The Selectmen set a special town meeting for March and welcomed the town's new K-9 unit.
ADAMS, Mass. — Adams has enough salt and sand to get through the winter, say town officials.
"We are running low, but we have salt," Town Administrator Jonathan Butler said. "We have plenty to maintain safely the main roads, but we do ask people to be conscious of the fact that on some of our secondary roads and very small streets we are not using as much salt because we are trying not to exhaust our supply.”
Recent snowstorms that have dumped more than two feet across the Berkshires have left many communities struggling with salt supplies because of a regional salt shortage.
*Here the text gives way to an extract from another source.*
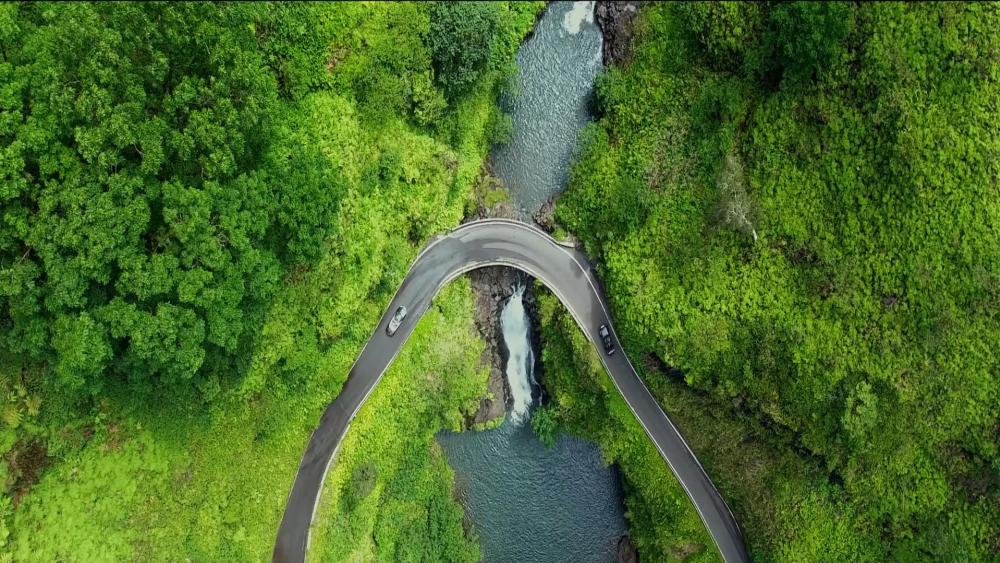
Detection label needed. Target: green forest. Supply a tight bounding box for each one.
[0,3,542,562]
[0,2,1000,562]
[544,2,1000,561]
Butler said salt plants in the Northeast are struggling to supply the many communities that have been effected by snowstorms.
"We are at a point after a pretty busy winter where every community in every state is requesting massive orders of salt," Butler said. He added that Adams has pending orders on salt and sand and is hoping to receive a new supply next week.
The shortage is exacerbated by ice and snowstorms in the south; International Salt, which delivers through the Port of Albany, has cut off sales to commercial plowers in an effort to keep municipalities supplied. The state of Massachusetts says it has enough on hand for time being.
Williamstown and North Adams are using more sand than salt in an effort to keep pace with supply. North Adams Superintendent of Public Service Timothy Lescarbeau said earlier this week he'd spent hours on the phone trying to track down more immediate salt supply with no luck.
After this current storm, Adams will have reached its budget for snow and ice and will most likely exceed it.
"We are going to be entering deficit for the last few weeks of winter, which has happened before, but we are expected to exceed our budget because of the number of storms," he said.
Police Chief Richard Tarsa introduced the board to Kumar, the canine half of the new K-9 unit, at the meeting. Tarsa explained that the dog originally worked for the Lee Police Department and has already received training. The dog has been assigned to Officer Curtis Crane.
"I can tell you the bond that these two developed since we received Kumar into our possession is tremendous," said Tarsa. "When they opened the kennel, the dog went right over and put his paws on Officer Crane's shoulders."
Although Kumar has already been through training, Crane must go through training with him again to acclimate Kumar to his new partner. The German shepherd is originally from The Netherlands, and Crane must learn Dutch words to command the dog.
Butler added that many police departments are incapable of having a K-9 unit because officers are unable to bring a dog into their homes.
"We are fortunate to have someone in our department who is willing to step up to the plate and take on this responsibility," said Butler.
The Police Department received a Stanton Foundation grant in December to purchase and train an animal. Lee Police had to give up the dog when its handler was promoted and there was no one else on the force prepared to partner with the K-9.
Kumar will be used as a multipurpose patrol dog. Crane added his jobs will include finding narcotics, missing persons, article searches, evidence recovery, and anything that has to do with human scent.
"As you can see he's a very well-mannered dog and will be a tremendous asset to the force," Tarsa said.
In other business:
• The board set a special town meeting for Monday, March 24, at 7 p.m. at C.T. Plunkett School that will include warrant articles related to the library renovation. The warrant closes March 3 at 3 p.m.; petitions must be submitted to the town clerk or town administrator's office before
• The Selectmen plan to discuss a program that will eliminate plastic bags in the community at a future meeting. Great Barrington will become the first Western Massachusetts town to ban plastic bags on March 1.